Confusion about rotation of a beam due to a couple moment and Newton's 2nd Law I'm struggling with the following concept.
If we have a uniform beam with a single pivot at its centre, and we apply two forces in opposite directions on opposite ends creating a couple moment, then Newton's 2nd Law states that (because the forces cancel out) there will not be any motion (or at least transnational motion?)
But, of course, there will be rotational motion, as there is a net moment on the beam. I am struggling to connect the idea of Newton's 2nd Law and the forces together with rotational motion, as my intuition keeps telling me that there should not be any motion whatsoever as the forces cancel out.
Does this have to do with the internal forces of the beam? Is it because, in the transnational case, we are analysing the beam as if it is a single particle, but in the rotational case, we are analysing it as if it is a "line" of multiple particles, and therefore (if we look at the particles on either end of the beam) the net force is in a direction so as to cause rotation? If this is the case, then what causes the force on the particles on either end that accelerates the particle "inwards" in the normal direction and causes the signature "rotational" motion instead of the particle just accelerating off into space?
I hope I've gotten across what I'm confused about! :P
 A: 
then Newton's 2nd Law states that (because the forces cancel out)
there will not be any motion (or at least transnational motion?)

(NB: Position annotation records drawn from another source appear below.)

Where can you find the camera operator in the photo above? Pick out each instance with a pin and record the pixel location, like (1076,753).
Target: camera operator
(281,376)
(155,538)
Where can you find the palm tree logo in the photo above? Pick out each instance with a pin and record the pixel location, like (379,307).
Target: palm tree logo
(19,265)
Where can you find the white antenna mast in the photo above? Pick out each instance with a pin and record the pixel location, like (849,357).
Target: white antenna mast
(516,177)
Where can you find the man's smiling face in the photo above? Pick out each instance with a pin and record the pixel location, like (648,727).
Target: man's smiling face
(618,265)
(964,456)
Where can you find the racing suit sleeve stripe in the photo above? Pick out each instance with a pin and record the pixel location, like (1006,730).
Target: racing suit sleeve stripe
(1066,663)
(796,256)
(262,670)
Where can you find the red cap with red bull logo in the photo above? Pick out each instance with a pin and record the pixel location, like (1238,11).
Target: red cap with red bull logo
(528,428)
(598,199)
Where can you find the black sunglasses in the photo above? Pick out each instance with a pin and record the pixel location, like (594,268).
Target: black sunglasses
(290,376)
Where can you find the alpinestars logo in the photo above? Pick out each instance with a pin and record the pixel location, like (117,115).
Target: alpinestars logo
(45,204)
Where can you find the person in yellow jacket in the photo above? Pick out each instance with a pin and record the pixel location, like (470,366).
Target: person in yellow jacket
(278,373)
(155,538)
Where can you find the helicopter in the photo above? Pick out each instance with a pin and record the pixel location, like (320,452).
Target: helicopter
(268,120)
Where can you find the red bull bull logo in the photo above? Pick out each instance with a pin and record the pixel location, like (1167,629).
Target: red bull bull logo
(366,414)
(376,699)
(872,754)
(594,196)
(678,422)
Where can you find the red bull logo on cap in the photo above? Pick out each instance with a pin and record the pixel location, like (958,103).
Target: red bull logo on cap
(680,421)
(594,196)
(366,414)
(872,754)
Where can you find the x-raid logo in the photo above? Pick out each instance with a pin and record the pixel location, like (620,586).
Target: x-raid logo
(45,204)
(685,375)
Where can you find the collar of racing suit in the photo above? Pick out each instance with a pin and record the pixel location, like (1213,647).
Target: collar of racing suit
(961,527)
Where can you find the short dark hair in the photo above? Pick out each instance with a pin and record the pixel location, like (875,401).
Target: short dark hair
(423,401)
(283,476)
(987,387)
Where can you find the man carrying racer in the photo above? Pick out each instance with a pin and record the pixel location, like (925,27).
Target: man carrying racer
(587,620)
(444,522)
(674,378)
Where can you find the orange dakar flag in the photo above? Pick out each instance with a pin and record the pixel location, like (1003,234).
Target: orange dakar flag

For a force couple, there will not be any translational motion of the center of mass but there will be rotational motion.

But, of course, there will be rotational motion, as there is a net
moment on the beam. I am struggling to connect the idea of Newton's
2nd Law and the forces together with rotational motion, as my
intuition keeps telling me that there should not be any motion
whatsoever as the forces cancel out.

For translational motion, Newton's second law is
$$F=ma$$
For rotational motion, Newton's second law gives us
$$τ=Iα$$
Where
τ = torque and is analogous to force $F$
$I$ = moment of inertia and is analogous to mass $m$
$α$ = angular acceleration and is analogous to linear acceleration $a$
A force couple consists of  two equal, but opposite parallel forces $F$ separated by a distance $d$. So the net force is zero (no translational motion) but the net torque or moment about the center between the forces is $Fd$.

Does this have to do with the internal forces of the beam?

No. It has to do with the motion of the beam as rigid body. On the other hand, moments on a beam are associated with internal stresses in the beam (a mechanics of materials problem).

Is it because, in the transnational case, we are analysing the beam as
if it is a single particle, but in the rotational case, we are
analysing it as if it is a "line" of multiple particles, and therefore
(if we look at the particles on either end of the beam) the net force
is in a direction so as to cause rotation?

From a dynamics perspective we are analyzing the beam as a rigid body. However, force couples do cause internal stresses in a beam when we analyze those stresses as a mechanics of materials problem.
Hope this helps.